Speaking of Russia, their relationship with Azerbaijan is complex. Azeris share a border with their colonizers. Students in primary school are taught the language and Russian is widely spoken by Azeris in the streets. Russian tourists fill the historical sites. But Azeris are apprehensive about their relationship with their northern neighbors. I heard the phrase “we have to keep Russia happy” no fewer than six times when discussing events in the Caucasus Region.

The Heydar Aliyev Center, the Presidential Museum, and center for explaining the Azeri side of their conflict with Armenia

Generally, I was struck talking to Azeris by their sense of pride in their country, their Islamic faith, and the ways in which the government provides for the people (from their oil & gas profits). Azerbaijan is a post-communist state but dodged the neoliberal shock doctrine and IMF structural adjustment bullet, that stripped many states of generous public benefits over the last thirty years. Put differently, the legacy of communism there is a fairly generous social welfare system, rather than a stripped down neoliberal shell of a state.

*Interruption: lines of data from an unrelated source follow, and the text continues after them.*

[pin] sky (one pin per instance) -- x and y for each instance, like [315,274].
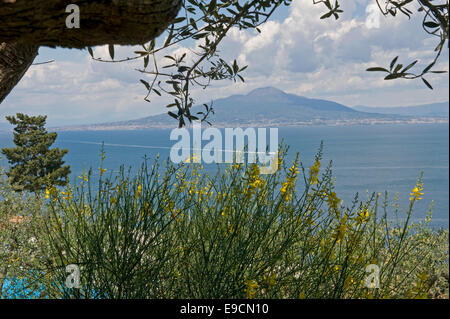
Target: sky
[296,52]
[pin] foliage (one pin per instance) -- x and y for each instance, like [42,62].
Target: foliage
[182,233]
[33,164]
[435,22]
[18,249]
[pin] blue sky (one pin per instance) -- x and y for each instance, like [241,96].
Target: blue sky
[296,52]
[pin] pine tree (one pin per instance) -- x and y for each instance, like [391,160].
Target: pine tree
[34,166]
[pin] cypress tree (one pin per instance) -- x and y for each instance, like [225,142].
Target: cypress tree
[34,166]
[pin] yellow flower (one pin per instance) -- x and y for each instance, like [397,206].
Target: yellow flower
[138,192]
[416,192]
[250,291]
[363,216]
[314,173]
[102,171]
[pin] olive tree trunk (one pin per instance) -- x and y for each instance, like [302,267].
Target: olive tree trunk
[25,25]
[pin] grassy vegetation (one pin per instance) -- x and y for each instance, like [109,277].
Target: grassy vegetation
[177,232]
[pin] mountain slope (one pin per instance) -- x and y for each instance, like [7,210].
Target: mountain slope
[265,107]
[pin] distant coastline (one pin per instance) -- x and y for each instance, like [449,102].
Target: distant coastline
[171,124]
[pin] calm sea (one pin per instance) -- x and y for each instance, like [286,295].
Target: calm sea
[365,158]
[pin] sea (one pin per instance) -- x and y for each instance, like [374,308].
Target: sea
[365,158]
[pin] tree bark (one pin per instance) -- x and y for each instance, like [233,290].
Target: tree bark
[15,59]
[25,25]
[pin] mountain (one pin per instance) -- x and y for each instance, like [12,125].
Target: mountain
[265,107]
[432,110]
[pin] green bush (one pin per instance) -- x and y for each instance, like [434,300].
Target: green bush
[177,232]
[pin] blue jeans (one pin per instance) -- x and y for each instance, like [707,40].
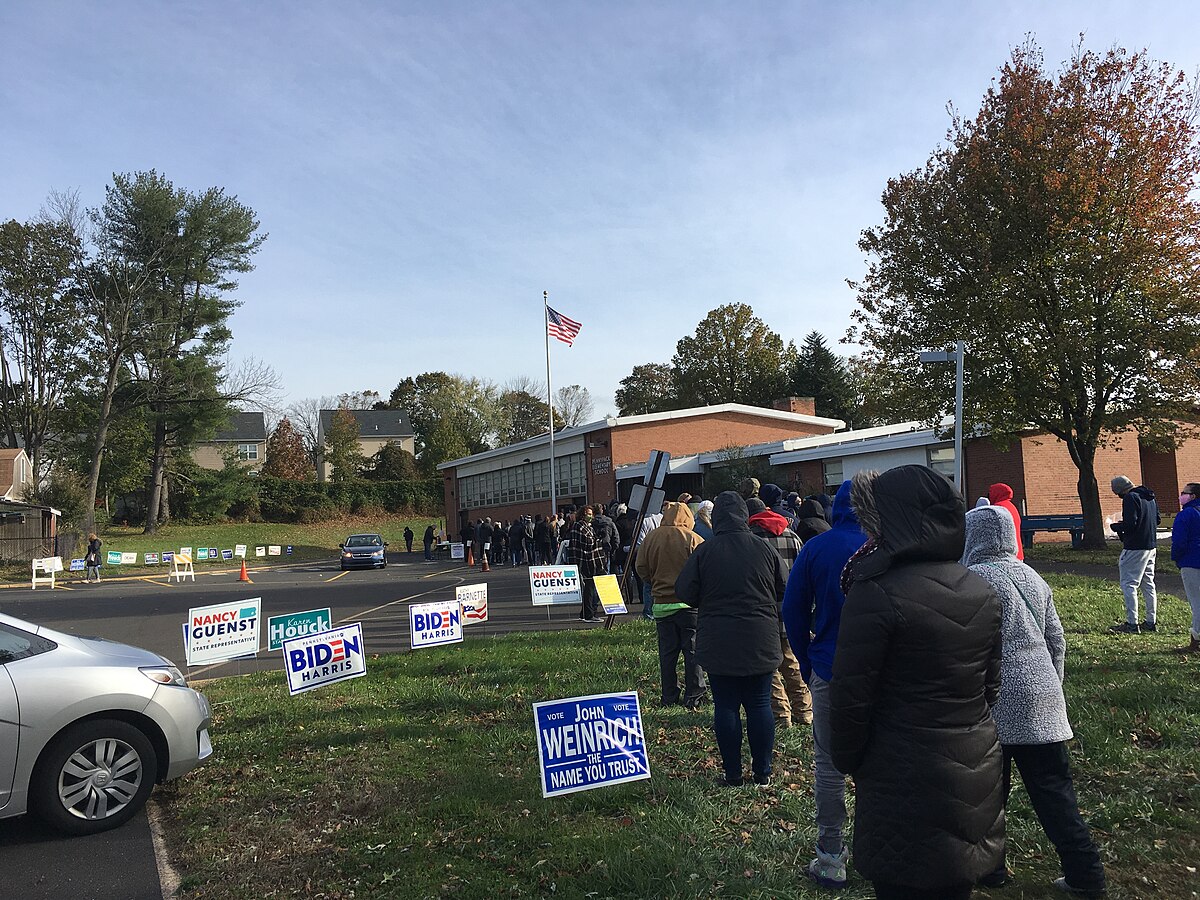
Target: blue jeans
[647,601]
[731,694]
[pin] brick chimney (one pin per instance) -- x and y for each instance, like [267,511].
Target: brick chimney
[804,406]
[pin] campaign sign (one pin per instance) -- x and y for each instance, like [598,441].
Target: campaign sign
[473,599]
[324,658]
[295,624]
[609,591]
[555,585]
[435,624]
[223,631]
[589,742]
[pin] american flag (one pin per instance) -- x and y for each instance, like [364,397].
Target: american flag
[561,327]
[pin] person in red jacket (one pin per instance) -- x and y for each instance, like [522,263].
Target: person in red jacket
[1001,495]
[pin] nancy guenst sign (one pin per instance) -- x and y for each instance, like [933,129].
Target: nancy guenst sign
[295,624]
[552,585]
[223,631]
[325,658]
[589,742]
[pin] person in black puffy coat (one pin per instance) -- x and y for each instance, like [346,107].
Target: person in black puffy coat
[737,582]
[916,673]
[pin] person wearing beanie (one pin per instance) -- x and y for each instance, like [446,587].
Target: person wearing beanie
[703,526]
[749,487]
[1138,531]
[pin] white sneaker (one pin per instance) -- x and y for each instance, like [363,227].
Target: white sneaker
[829,871]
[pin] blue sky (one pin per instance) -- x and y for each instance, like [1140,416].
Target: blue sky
[426,169]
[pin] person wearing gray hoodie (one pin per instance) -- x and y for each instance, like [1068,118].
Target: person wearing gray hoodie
[1031,712]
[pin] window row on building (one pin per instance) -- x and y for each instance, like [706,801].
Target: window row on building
[527,481]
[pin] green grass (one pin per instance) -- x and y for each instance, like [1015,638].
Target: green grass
[420,780]
[1062,552]
[309,541]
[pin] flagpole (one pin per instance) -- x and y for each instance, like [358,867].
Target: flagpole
[550,400]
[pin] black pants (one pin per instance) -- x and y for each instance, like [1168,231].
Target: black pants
[885,891]
[677,634]
[1045,771]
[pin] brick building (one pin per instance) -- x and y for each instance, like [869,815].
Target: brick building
[515,480]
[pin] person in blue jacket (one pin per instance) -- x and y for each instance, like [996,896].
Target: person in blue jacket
[1186,555]
[811,613]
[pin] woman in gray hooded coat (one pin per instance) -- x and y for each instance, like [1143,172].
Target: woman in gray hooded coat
[1031,713]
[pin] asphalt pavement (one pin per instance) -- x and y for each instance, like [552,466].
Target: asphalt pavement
[148,611]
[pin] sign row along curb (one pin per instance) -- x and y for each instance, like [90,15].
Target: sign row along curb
[583,743]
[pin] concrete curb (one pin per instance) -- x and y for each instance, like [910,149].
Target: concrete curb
[168,879]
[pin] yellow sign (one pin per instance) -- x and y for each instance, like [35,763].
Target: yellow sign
[609,591]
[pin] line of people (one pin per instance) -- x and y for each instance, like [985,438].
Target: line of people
[931,660]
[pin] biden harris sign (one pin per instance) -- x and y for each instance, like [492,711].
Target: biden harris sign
[325,658]
[435,624]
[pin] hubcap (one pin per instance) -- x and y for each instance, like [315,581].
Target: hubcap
[100,779]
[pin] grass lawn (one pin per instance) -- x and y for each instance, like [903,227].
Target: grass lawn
[421,780]
[1062,552]
[309,541]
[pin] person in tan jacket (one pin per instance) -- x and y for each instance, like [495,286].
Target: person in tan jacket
[659,561]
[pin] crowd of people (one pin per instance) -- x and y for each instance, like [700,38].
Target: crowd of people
[927,655]
[907,631]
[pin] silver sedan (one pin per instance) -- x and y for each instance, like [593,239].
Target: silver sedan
[89,726]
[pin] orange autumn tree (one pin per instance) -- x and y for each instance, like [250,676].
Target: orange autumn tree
[1057,233]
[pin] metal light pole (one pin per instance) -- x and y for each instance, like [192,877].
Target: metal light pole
[955,357]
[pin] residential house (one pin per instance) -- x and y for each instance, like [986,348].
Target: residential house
[377,430]
[246,436]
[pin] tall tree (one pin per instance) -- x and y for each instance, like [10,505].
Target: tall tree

They provide well for their people, especially for a country with a per capita GDP that ranks between Barbados and Albania:

  • Azeri workers get roughly a month of paid time off each year

  • Public university tuition is free for students who are academy qualified based on national exams 

  • Tuition is also free (public or private) for people seeking employment in essential careers: doctors, pilots, etc.

  • They enjoy more or less zero out of pocket health care for basic and preventative care services

  • Typical rents run between $200 to $300/per month in the city

  • The government pays a subsidy to new parents, a one time baby bonus 

  • They pay roughly $30 per month for utilities and the country subsidizes energy bills in the winter for all citizens 

That’s quite a list. 

Places that have less than the US seem to offer their citizens more but we somehow call them developing states.